L’ultimo tema affrontato da Thomas Mann è il rapporto di Wagner con il germanesimo, un elemento che interessava molto ai nazisti che avevano fatto del richiamo all’identità e alla tradizione germanica uno dei loro punti di forza. E qui, Mann, interpretando il più autentico spirito wagneriano, rilegge il compositore tedesco in modo diametralmente opposto rispetto ad alcune facili strumentalizzazioni:

«La musica di Wagner è più nazionale che popolare. Essa ha molti caratteri sentiti particolarmente dallo straniero come tedeschi, ma serba pur sempre un marchio inequivocabilmente cosmopolita … Wagner è tedesco, è nazionale, lo è in modo esemplare, forse troppo esemplare. Giacché la sua vasta opera, oltre a rappresentare una rivelazione eruttiva della natura tedesca, ne è anche un’interpretazione scenica, il cui intellettualismo e la cui efficacia pubblicitaria giungono sino al grottesco, sino alla parodia, trascinando il pubblico internazionale a gridar fra brividi di curiosità: Ah, ca c’est bienallemand, par exemple! Questo germanesimo, dunque, benché vero e possente, è venato e pervaso di modernità, è decorativo, analitico, intellettuale, e da ciò deriva la sua forza suggestiva, la sua capacità innata di successo cosmopolita. L’arte di Wagner è la più sensazionale autoesibizione ed autocritica della natura tedesca che sia mai concepibile, fatta in modo da rendere interessante il germanesimo anche per lo straniero più ottuso: occuparsi di lei con passione significa sempre anche occuparsi appassionatamente di quel tedeschismo che essa esalta in forma critico-decorativa. In ciò sta il suo nazionalismo, ma questo nazionalismo è tanto compenetrato da estetismo europeo, da renderlo inetto a qualunque semplificazione.» (Thomas Mann, Dolore e grandezza di Richard Wagner)

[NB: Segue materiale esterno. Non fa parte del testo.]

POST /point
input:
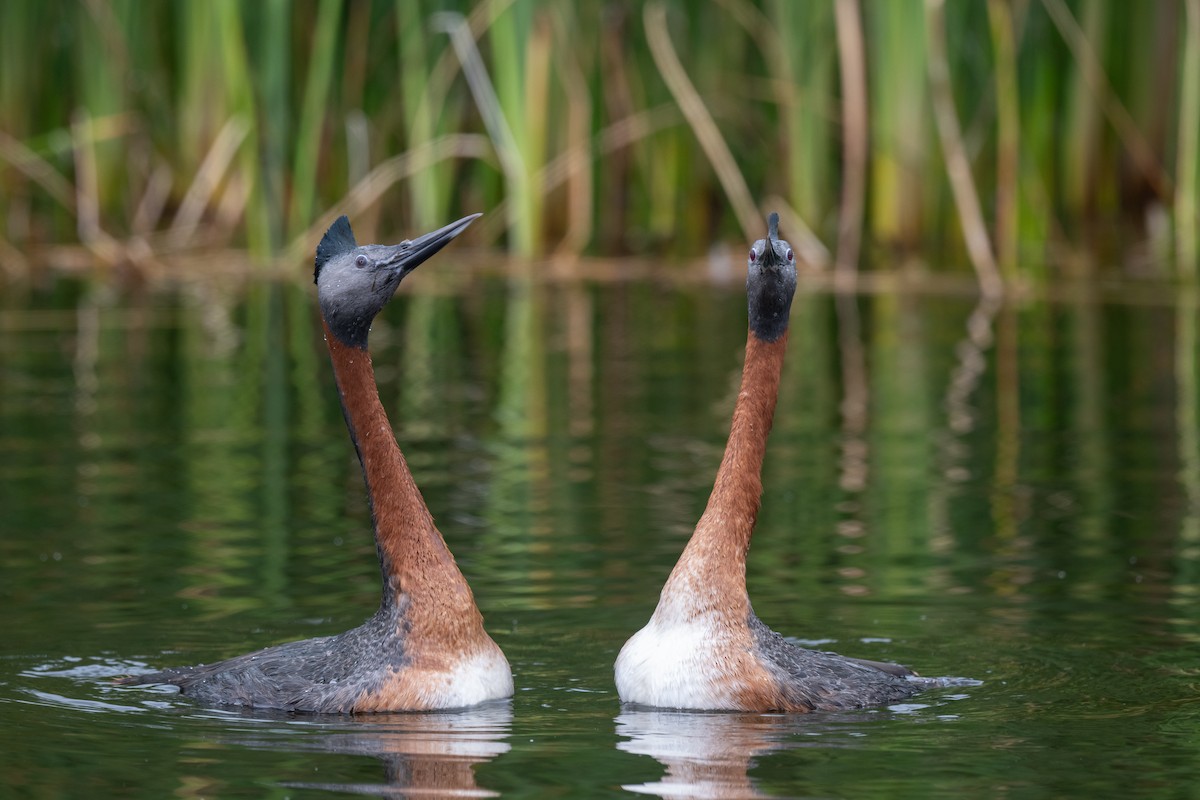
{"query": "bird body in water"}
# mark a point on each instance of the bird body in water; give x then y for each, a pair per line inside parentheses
(705, 648)
(426, 647)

Nella sua lettura colta e raffinata, Thomas Mann interpreta Wagner oltre qualsiasi comoda interpretazione, liberandolo dal tentativo dei nazisti di impadronirsene. Non è un caso che chiude il suo intervento così: «Un’ultima parola di Wagner come spirito, sul suo rapporto con il passato e con l’avvenire. Anche qui sussistono una duplicità e una interferenza di apparenti contraddizioni nel suo carattere, rispondenti all’antitesi fra germanesimo ed europeismo.»(Thomas Mann, Dolore e grandezza di Richard Wagner)

Thomas Mann e la Germania

Leggere questo Thomas Mann – scrive Mazzino Montinari, editore italiano della traduzione italiana della lezione dello scrittore tedesco –  ci aiuta ad afferrare la rugosità della storia, la complessità del ventesimo secolo, di cui Wagner fu l’artista sintetico, ci aiuta a pensare le condizioni nelle quali furono possibili la sua arte e il suo successo.

Dopo il 10 febbraio del 1933 Thomas Mann, che nel 1929 aveva vinto il Premio Nobel per al letteratura, si trasferì in Svizzera fino poi a lasciare l’Europa e trasferirsi negli Stati Uniti, dove insegnerà all’Università «a non odiare la Germania per quella che era ma a rispettarla per quanto essa, nel corso della storia, ha prodotto» (Fabrizio Pasanisi, Bert e il Mago, Nutrimenti 2013) e durante la seconda guerra mondiale terrà anche dei famosi discorsi alla radio (BBC). Negli anni statunitensi Mann svilupperà forti critiche nei confronti del popolo tedesco. Nel Doktor Faustus, feroce critica alla società tedesca, scrive: «ma uomini tedeschi, a decine, a centinaia di migliaia hanno commesso ciò che fa rabbrividire l’umanità; e ogni forma di vita tedesca fa orrore ed è esempio del male

Dopo la guerra, il nome di Thomas Mann fu spesso citato per il primo Presidente della nuova Repubblica Federale Tedesca, ma lo scrittore declinò l’offerta. In realtà non fece mai più stabile ritorno in Patria, ma visse gli ultimi anni della sua vita (dal 1952 al 1955) in Svizzera. La ferita tra Mann e la Germania (e il suo popolo) non verrà mai del tutto rimarginata. Morirà a ottant’anni nell’estate del 1955 senza poter vedere la lunga, faticosa (ma riuscita) ricostruzione morale e politica del suo Paese.